Life and Growth of Transport Data Standards – Lessons from 12 Years of GTFS

Introduction

The General Transit Feed Specification (GTFS), which describes public transit routes, stops, schedules, and fares, recently celebrated its 12th birthday! Over the course of its life, the GTFS has shown the transportation industry how a data specification can gain widespread adoption to enable new applications.

Of course, there are many other important parts of the transportation network besides public transit. How can we nurture and accelerate emerging specifications so that they can fill in data gaps and perform a similarly transformative function as GTFS?

The Interoperable Transit Data Consortium, in incubation by the Rocky Mountain Institute, is learning from the experience of GTFS and other data specs to create a reusable launch vehicle to fill gaps in transportation network data fabric.

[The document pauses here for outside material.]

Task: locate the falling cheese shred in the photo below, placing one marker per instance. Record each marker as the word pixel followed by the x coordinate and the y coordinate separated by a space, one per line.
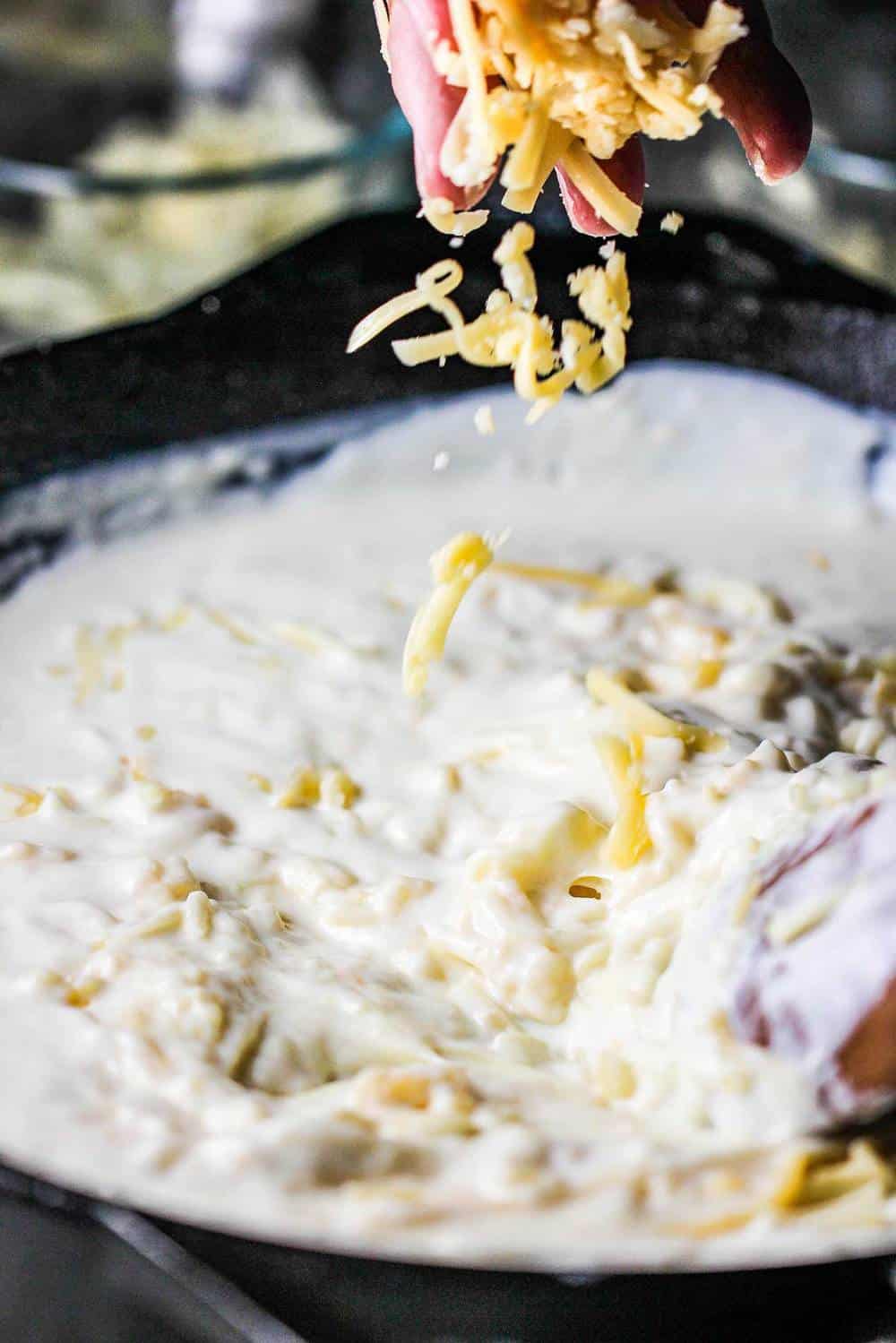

To provide lessons for other specifications, here are some of the phases that GTFS has progressed (and is progressing) through on its way to maturity:

  1. Pre-specification – describing the use case
  2. Development of the specification
  3. Publish specification and provide training resources
  4. Development of validation tools
  5. Encouraging adoption through education and advocacy
  6. Experimentation and practice observation
  7. Ongoing specification development and governance

Phases

1. Pre-specification – describing the use case

First, what are the problem(s)  that need to be solved? And what are the envisioned outcomes that a data pipeline or application interface will need to support? Before working on the General Transit Feed Specification (GTFS), Google and TriMet had a clear understanding of a real use case. This is necessary for developing any practical specification. This first use case for GTFS, of course, involved describing transit routes, stops, schedules, and fares so that Google Maps could both plan trips and provide the information travelers need to identify transit stops, routes, and vehicles.

At the first phase it is only necessary for one organization to be involved.  In the case of GTFS, Google was the single organization that developed the first use case. But the specification was designed to be extensible to serve other applications, showing a lot of generosity and strategic forthought on the part of the Google Transit team. This is a distinct setup from data specifications created by a single organization that did not originally anticipate varied use cases and stakeholder organizations; while in some cases these specifications have been labeled “standards” through adoption by standards bodies, those specifications which stay closely tied to a single project or company have not not spurred industry transformations in the same way as widely-adopted specifications.

If many organizations have varied use cases, those many organizations should all be involved. But if the collaboration involves too many parties or if they are uninterested in standardizing common practice, that creates inertia and decision-making friction. If the specification is designed to be extensible, then it can grow to accommodate those use cases later.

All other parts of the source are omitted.